The physical product itself is a double 10″ handmade lathe cut clear record – pretty cool.
Poor Tim Finnegan, after a life of drinking the sup, brawling and chasing the shady lady he fell from that bloody ladder, struck his head and died. After the infamous wake when he was finally bloody well dead his mortal remains were tossed into Shane MacGowan’s grave and his spirit went straight to hell. But for Tim like Bon Scott hell ain’t such a bad place to be and isn’t that grand lads.

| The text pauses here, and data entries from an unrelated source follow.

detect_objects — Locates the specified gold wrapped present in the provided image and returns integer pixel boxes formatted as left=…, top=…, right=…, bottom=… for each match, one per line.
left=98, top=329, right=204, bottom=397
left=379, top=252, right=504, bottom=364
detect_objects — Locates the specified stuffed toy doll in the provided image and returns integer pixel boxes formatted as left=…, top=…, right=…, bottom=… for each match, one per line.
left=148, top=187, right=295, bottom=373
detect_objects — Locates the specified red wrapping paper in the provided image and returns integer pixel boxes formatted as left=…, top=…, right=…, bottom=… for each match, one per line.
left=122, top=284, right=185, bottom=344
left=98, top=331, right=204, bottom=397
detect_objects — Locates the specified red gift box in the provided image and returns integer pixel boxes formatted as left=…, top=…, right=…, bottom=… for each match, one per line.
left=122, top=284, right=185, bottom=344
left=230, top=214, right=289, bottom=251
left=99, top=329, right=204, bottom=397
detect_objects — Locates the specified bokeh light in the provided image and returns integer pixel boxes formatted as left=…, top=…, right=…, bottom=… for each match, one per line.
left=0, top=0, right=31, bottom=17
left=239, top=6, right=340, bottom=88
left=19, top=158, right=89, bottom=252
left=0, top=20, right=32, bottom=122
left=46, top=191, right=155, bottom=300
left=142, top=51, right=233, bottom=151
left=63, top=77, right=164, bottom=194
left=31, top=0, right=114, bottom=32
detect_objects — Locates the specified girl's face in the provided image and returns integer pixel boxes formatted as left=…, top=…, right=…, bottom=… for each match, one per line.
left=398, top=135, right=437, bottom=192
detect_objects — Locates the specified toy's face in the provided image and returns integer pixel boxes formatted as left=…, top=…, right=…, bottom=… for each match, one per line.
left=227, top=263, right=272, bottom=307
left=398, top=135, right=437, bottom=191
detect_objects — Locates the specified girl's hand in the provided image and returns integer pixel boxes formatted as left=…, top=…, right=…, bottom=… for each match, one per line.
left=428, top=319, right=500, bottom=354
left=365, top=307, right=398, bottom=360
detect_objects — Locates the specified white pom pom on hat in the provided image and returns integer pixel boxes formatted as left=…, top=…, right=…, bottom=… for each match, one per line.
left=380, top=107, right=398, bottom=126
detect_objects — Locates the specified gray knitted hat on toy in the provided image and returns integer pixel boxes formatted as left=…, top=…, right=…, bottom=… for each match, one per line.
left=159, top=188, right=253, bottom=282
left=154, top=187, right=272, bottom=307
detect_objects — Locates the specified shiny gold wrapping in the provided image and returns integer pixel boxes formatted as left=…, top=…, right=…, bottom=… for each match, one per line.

Muirsheen Durkin and Friends might be the biggest band in the whole Celtic-punk universe! The Arnsberg, Germany based outfit list an incredible 10 members including two frigging pipers!!! I’ve really enjoyed listening to Muirsheen’s latest full length offering, 11 Pints & 3 Shots, straight ahead, high energy, rowdy Celtic-punk’n’roll with a nice mix of original and traditional – Wild Mountain Thyme and Donald Where’s Your Troosers? from the Scottish traditional, Old Maui, the sea song some of you will know through the Dreadnoughts and the bagpipers favorite, Itchy Fingers. Nice to see a band list the Skels as a influence as well as the more obvious Pogues and The Rumjacks (Botany Bay Reggae is a major nod towards our Aussie friends). Check this out (or oot as they say in Glasga).